Özellikle ızgara, haşlama ve fırın yemeklerinin tercih edilmesi gerektiğini ifade eden Bilgili, “Kavrulmuş, tütsülenmiş ve kızartılmış besinlerden uzak durulmalıdır” diye konuştu.
FİZİKSEL AKTİVİTELERDE BULUNUN
Şeyda Sıla Bilgili, iftardan 1.5-2 saat sonra yapılacak hafif tempolu bir yürüyüşün, yavaşlayan metabolizmayı hızlandırmak, kilo alma eğilimini engellemek ve besinlerin sindirimine yardımcı olmak adına son derece önemli olduğunu kaydetti.
Meyve ve tatlının yemekten hemen sonra değil, 1-1.5 saat aradan sonra tüketmeye çalışılması gerektiğini söyleyen Beslenme ve Diyet Uzmanı Bilgili, “Haftada 1 küçük porsiyon sütlaç, güllaç, muhallebi gibi sütlü tatlılar ya da 2-3 top sade ya da meyveli dondurma tercih edilebilir” şeklinde konuştu.
GÖZ ÖNÜNDE BULUNDURULMASI GEREKENLER
Hastalıkları nedeniyle oruç tutmaması gerekenleri de uyaran Bilgili şöyle konuştu:
“Önemli sağlık sorunu ve kronik hastalığı olup düzenli ilaç kullanan bireylerin, diyabetlilerin, hamile ve emziren kadınların, gelişme çağındaki çocukların, karaciğer, kalp ve böbrek hastalığı olanların, mide ülseri, safra kesesi iltihabı olanların, ağır enfeksiyon geçirenlerin, tansiyon hastalarının Ramazan ayında oruç tutmamaları tavsiye edilir.”
KİLO ALMAYI ENGELLEYEBİLİRSİNİZ
Ramazan ayında kilo almanın önüne geçilebileceğini belirten Acıbadem Eskişehir Hastanesi Beslenme ve Diyet Uzmanı Şeyda Sıla Bilgili, sözlerini şöyle sürdürdü:
“Ramazan ayında oruç tutan pek çok kişi kilo almaktan yakınır.
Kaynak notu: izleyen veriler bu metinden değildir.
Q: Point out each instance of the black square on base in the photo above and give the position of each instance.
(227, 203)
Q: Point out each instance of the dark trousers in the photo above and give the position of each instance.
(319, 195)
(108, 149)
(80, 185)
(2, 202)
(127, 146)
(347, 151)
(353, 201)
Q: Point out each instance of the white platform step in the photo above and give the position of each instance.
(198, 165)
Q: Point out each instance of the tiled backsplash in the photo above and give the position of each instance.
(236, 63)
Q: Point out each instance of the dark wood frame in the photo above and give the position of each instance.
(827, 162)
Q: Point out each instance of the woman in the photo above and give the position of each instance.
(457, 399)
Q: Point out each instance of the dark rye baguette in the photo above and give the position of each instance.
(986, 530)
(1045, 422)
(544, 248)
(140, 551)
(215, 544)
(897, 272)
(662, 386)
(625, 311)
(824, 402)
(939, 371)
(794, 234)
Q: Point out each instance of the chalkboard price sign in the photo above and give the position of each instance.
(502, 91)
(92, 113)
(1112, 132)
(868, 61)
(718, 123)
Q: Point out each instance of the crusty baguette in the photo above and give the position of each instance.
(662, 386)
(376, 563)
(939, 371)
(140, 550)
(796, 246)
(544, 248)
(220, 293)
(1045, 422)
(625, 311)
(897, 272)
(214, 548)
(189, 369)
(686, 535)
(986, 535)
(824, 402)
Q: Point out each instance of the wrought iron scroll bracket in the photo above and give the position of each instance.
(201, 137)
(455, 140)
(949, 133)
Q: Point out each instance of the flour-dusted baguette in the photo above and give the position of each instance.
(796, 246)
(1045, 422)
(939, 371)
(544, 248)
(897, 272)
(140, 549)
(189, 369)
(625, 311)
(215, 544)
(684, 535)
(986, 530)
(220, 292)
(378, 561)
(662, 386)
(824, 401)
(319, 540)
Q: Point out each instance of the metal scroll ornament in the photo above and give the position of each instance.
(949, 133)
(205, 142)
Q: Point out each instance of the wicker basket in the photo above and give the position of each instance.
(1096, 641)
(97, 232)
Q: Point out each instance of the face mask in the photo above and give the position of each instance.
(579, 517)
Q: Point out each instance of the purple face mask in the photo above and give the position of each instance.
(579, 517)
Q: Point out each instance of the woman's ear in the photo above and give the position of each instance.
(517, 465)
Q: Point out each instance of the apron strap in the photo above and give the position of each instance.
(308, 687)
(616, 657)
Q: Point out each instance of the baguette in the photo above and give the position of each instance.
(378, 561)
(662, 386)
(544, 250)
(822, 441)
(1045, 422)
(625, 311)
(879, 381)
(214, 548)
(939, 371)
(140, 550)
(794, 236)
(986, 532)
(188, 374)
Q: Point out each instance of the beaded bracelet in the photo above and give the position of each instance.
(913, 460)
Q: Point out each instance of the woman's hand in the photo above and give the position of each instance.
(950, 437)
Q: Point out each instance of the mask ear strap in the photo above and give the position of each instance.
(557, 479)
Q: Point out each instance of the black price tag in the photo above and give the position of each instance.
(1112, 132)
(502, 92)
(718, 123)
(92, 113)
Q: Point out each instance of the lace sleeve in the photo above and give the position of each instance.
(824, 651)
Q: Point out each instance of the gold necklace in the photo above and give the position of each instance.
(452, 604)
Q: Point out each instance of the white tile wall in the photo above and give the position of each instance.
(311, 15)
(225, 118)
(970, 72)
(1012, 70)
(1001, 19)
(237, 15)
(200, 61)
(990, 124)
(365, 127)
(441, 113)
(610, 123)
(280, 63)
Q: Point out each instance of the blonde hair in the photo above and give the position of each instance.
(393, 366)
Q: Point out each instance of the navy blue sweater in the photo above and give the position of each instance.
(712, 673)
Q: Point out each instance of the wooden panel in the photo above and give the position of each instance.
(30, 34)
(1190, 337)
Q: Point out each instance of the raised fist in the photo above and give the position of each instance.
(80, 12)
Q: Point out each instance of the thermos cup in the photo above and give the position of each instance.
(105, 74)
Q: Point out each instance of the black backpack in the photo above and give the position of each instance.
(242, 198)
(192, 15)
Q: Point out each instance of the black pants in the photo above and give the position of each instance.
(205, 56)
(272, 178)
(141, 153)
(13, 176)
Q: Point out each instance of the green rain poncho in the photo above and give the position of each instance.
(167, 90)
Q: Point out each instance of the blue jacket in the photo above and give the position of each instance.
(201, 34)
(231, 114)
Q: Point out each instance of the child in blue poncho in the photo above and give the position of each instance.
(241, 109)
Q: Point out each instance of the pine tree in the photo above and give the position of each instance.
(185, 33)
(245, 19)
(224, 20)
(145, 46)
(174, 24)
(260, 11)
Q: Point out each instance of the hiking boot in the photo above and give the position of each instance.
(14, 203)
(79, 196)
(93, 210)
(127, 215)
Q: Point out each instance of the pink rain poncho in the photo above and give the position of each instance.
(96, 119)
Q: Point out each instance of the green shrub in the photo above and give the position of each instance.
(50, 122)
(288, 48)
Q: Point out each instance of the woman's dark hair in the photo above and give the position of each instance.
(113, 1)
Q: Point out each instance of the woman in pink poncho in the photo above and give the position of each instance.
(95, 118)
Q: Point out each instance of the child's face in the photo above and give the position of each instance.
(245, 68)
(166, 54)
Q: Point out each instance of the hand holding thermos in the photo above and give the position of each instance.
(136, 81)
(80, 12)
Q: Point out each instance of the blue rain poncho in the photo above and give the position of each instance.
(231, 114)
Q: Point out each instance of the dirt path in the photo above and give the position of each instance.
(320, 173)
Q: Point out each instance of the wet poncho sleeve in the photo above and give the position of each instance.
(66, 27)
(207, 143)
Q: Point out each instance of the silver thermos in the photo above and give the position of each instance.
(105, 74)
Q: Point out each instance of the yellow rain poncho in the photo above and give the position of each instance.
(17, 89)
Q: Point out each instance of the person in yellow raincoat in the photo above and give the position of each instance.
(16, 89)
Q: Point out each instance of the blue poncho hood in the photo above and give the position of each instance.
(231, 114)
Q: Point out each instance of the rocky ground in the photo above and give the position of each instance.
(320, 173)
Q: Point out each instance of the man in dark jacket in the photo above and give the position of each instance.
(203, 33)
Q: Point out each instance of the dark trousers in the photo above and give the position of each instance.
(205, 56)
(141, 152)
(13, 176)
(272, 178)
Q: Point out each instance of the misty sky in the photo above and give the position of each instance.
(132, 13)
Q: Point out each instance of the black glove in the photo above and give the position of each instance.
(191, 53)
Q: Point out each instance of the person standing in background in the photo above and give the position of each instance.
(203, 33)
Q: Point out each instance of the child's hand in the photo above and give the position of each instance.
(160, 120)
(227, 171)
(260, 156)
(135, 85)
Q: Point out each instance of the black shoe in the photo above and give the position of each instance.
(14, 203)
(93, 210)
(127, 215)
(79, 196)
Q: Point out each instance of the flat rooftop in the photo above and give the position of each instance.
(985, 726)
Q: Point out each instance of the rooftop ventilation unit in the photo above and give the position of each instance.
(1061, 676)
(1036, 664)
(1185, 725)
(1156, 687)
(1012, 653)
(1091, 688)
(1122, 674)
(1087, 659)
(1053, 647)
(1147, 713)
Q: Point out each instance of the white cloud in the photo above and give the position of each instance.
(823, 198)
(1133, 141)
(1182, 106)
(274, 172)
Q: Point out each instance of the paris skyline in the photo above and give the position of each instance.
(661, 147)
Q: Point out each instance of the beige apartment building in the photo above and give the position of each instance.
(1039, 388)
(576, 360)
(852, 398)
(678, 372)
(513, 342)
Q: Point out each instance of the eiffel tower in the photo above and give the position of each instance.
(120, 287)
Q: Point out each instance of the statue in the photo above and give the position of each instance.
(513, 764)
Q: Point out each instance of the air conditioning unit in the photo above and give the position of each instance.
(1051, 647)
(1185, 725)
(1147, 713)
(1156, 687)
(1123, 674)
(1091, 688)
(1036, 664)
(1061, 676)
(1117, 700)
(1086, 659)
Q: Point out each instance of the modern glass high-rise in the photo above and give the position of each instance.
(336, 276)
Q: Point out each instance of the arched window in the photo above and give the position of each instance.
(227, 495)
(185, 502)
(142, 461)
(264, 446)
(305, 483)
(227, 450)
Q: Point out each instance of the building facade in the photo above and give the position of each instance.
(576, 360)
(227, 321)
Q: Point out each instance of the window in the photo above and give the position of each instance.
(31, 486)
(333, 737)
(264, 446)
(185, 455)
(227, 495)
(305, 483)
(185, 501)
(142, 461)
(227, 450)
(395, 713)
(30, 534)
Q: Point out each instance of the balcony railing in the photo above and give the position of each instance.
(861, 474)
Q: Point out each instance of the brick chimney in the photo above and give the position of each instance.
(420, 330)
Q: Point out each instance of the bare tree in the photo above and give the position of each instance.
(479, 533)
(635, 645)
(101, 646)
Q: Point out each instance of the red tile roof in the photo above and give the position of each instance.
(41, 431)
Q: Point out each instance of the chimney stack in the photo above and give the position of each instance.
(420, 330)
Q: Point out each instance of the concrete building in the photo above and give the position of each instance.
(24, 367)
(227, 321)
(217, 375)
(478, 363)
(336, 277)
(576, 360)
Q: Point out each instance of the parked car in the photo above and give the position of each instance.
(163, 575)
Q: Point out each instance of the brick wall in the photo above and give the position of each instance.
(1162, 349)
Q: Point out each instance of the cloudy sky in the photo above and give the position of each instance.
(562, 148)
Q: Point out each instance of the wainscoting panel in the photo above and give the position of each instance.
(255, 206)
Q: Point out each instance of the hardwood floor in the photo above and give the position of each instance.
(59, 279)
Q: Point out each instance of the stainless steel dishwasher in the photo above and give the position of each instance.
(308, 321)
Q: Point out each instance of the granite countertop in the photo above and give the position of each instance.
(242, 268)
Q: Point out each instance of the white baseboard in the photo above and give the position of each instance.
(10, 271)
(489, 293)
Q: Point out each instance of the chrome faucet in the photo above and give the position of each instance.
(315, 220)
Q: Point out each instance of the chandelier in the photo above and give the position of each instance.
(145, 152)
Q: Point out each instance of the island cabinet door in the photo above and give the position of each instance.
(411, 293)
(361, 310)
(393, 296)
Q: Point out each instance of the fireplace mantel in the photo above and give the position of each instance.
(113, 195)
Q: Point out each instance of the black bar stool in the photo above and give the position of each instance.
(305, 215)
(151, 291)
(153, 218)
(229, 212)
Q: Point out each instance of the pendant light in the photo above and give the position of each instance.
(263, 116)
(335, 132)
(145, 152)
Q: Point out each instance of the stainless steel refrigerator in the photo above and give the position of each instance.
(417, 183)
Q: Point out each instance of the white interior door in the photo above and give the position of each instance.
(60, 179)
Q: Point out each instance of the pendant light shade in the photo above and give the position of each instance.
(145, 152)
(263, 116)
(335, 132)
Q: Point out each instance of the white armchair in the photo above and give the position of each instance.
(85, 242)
Bütün gün aç kalınmasına ve sadece 2 öğün olmasına rağmen kilo aldıklarını söylerler. Bunun sebebi; gün boyu fiziksel aktivite azalır, aynı zamanda uzun süre aç kalınması sebebiyle metabolik hız düşer. İftarda kan şekerinin düşük olması, yemeklerin hızlı bir şekilde ve iyi çiğnenmeden yenmesi de almamız gerekli enerjiyi fazlalaştırır. İftarda ağır, yağlı besin tüketimi ve sahura kalmamak bunu iyice destekler. Bu yüzden sahura kalkan, öğünlerini sağlıklı tercih eden, iftar sonu egzersizi ihmal etmeyen bir kişi kilo almadığı gibi aksine kilo kontrolünü sağlama da olumlu sonuçlar elde edebilir."